Sucedió durante una semana de la juventud. La de cosas buenas que se dijeron (de los jóvenes, claro). Los que pasaban de los 40 casi tenían vergüenza de haber nacido tan pronto.
En la mesa redonda final le preguntaron a un barbudo misionero recién llegado de Zambia, que parecía no avergonzarse de sus 50 años (¡Qué descaro!):
–¿Qué opina usted de los jóvenes de hoy?
–Lo mismo que Juan XXIII –contestó sin inmutarse.
-Y qué opinaba Juan XXIII?
–Esto:
“Dirigimos una mirada llena de afecto y plena esperanza hacia la juventud cristiana. En muchas regiones, los apóstoles desfallecidos de fatiga, con vivísimo deseo esperan quienes les sustituyan. Tenemos firme confianza en que la juventud de nuestro siglo no será menos generosa en responder al llamamiento del Maestro que la de los tiempos pasados.”
El silencio que siguió a estas palabras fue denso, hasta incómodo. De pronto estalló un aplauso cerrado.
Sí, los reunidos habían entendido bien las palabras del buen papa Juan en boca de aquel misionero, aquel elogio comprometedor.
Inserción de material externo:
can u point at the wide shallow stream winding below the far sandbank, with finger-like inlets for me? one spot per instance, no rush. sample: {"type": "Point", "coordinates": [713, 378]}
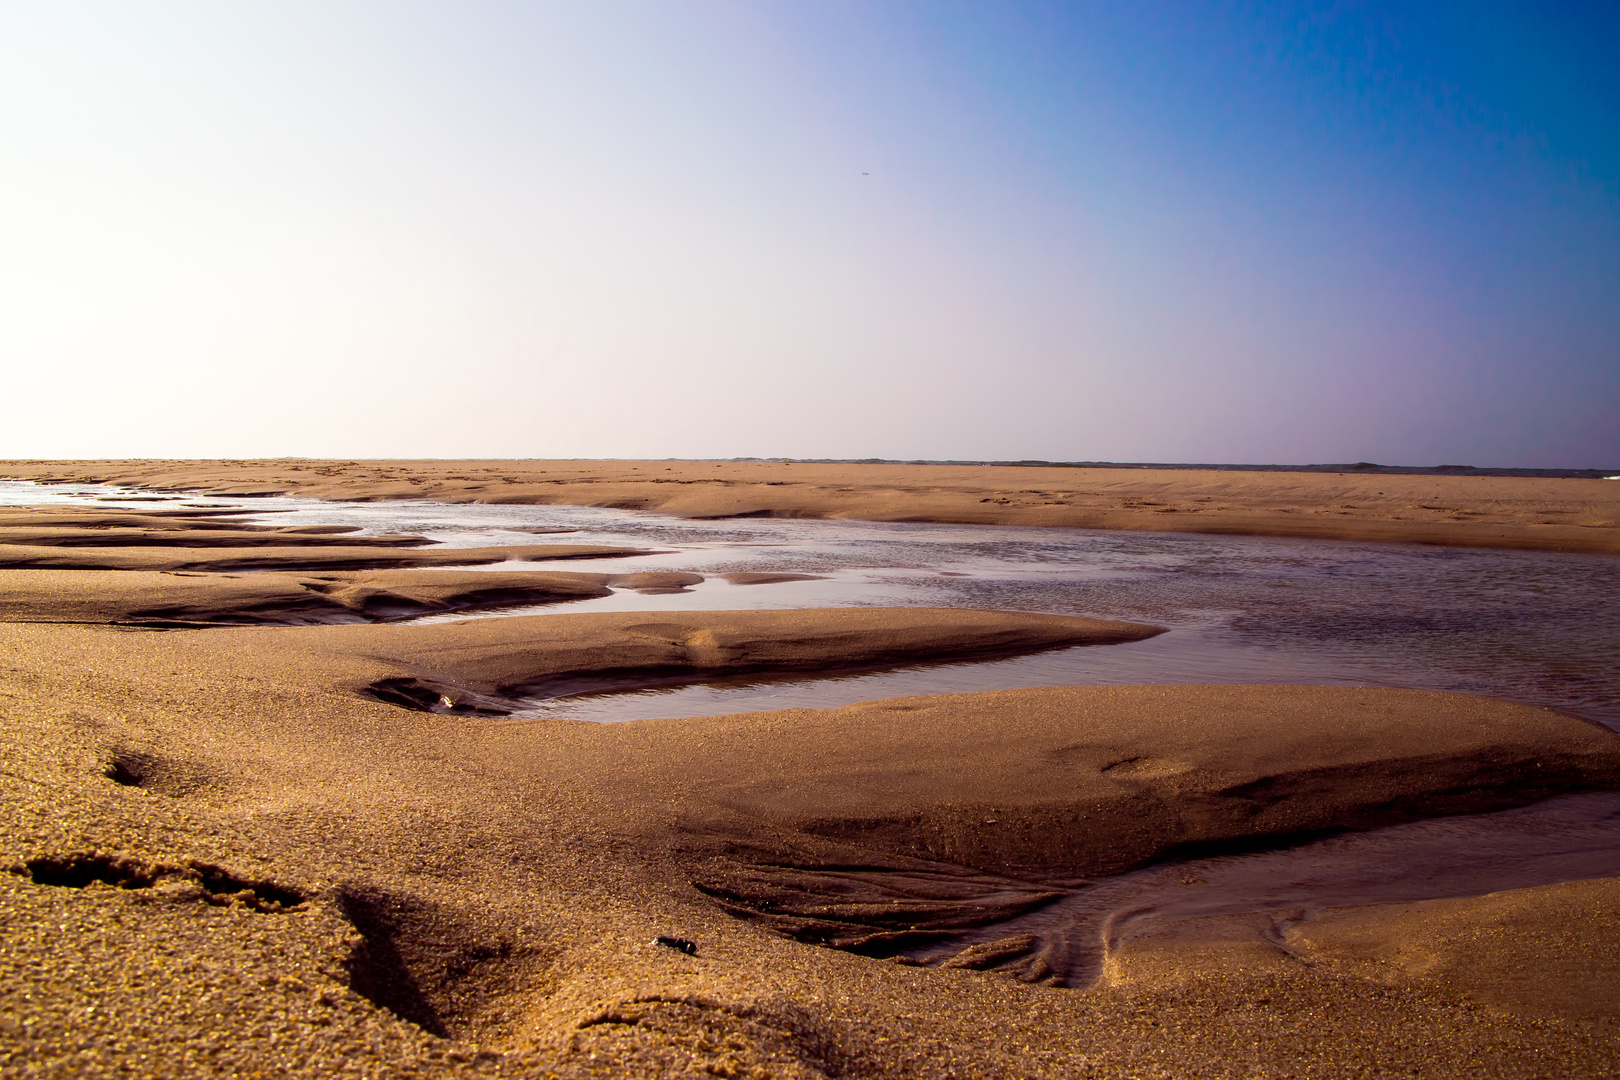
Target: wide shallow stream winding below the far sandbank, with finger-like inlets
{"type": "Point", "coordinates": [1537, 627]}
Al salir me dijo el buen barbudo:
–Tenemos que rezar por ellos. Para que no se olviden de lo que acaban de decir con estos aplausos. Tú que escribes, diles a tus amigos que recen, que no se cansen de rezar por los jóvenes. Ellos quieren, quieren querer, pero necesitan un pequeño o un gran empujón.